Sunday, December 27, 2009

DirectQ 1.8 Update

It's been a short while since I posted a solid update, rather than just providing info on what I'm currently working on, so here it is. I'm dropping the bullet-point list format I usually use for these things as it tends to repeat itself over time.

The 2 main things I had in mind for 1.8 were the restructured render and alias model cleanup. Of these, alias model cleanup is done and the restructured render is still ongoing.

I've posted before on alias model cleanup, but in summary it rearranges the in-memory alias model format a good deal to enable alias models to be stored more efficiently and loaded and rendered much faster. All alias models can now be rendered with a single API call which gives better primitive batching and follows the general principle of doing very few big things being more performant that doing lots of small things (the same applies to memory allocations, disk reads and writes and anything else that interfaces with hardware). As a bonus the code is a lot cleaner and nicer to work with too.

The restructured render is close to being done as well. All that really remains is adding support for r_wateralpha modes. There is a slight dilemma here that ties into my alpha model support. If a brush entity that contains liquid surfs has an alpha attribute set, which should take precedence? The value of r_wateralpha or the alpha attribute? The problem here is that there are some mods that rely on it one way and some that rely on it the other. My instinct is to follow what GLQuake did and just set liquid surf alpha based on the value of r_wateralpha (following the principle of least surprise towards the player, as opposed to what the modder might want, which - as I've mentioned - can be mutually incompatible between different mods).

This renderer is also optimized a LOT more highly than before, allowing in many cases an entire texture chain to be submitted in a single API call (it might be more if the lightmap changes within a texture chain). Again, there are performance improvements to be had from better primitive batching here, but they're not as dramatic as I got for alias models (mostly because alias models had more room for improvement, but also because surfs sharing the same texture can't be batched as efficiently owing to lightmap changes; I do alloc lightmaps on pre-sorted surfs but it can still happen).

When this is done - or maybe before - I'm going to work on optimizing brush models some more. Brush models are currently horrible in Quake as there are two different types and they - in some cases - need different handling. The objective is to put the engine in a position where brushmodels can also be rendered in as few API calls as possible.

I wish I could say that this new renderer is as clean as the alias model setup, but it's not. This is really a legacy of Quake having so many different formats for everything (whereas with alias models you're just dealing with one format). Anything I can do to tidy it up will be done, and I suspect that even when it's "done" it won't be "finished".

The upshot of these improvements is that scenes in currently released mods that used to drag this engine (and most other engines) to a standstill can now run a lot more smoothly. The rain in the Remake Quake summer SP demo is one example (FPS used to drop to below 20, it's now quite steady at 50 to 60). The open area in CTF1RQ is another; again something that used to drop to below 20 FPS is steady at about 35 (this will increase when I do brush model optimization).

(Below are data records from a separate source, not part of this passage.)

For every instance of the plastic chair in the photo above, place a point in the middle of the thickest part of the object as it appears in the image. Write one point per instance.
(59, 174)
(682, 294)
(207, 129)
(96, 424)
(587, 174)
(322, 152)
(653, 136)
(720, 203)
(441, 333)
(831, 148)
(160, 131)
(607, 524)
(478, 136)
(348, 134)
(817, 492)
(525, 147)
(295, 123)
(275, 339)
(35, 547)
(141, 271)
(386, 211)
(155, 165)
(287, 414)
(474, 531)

There are some other improvements coming in aside from these two big ones. Baker mentioned that I didn't support "connect host:port" so now I do. Recording demos while a server is running is another one that will happen (although I suspect that there are reasons why this was removed from ID Quake, and I'd love to know what they were). sv_progs support is done, and most of the handling of the progs.dat file has been moved over to a C++ class (in prep for CSQC, although that won't happen with 1.8 - but it's coming). Some general bugfixes, code tidy-ups, removal and clean-up of some old code that dates back to 1.0 but had never been touched since, and so on.

All in all this is shaping up to be a good one.

2 comments:

=peg= said...

Sounds very promising, can't wait to try it out ;)

Chip said...

Ontopic: Great! Open spaces and more optimizations.

Offtopic: I wish there was a MH for each of my favourite games.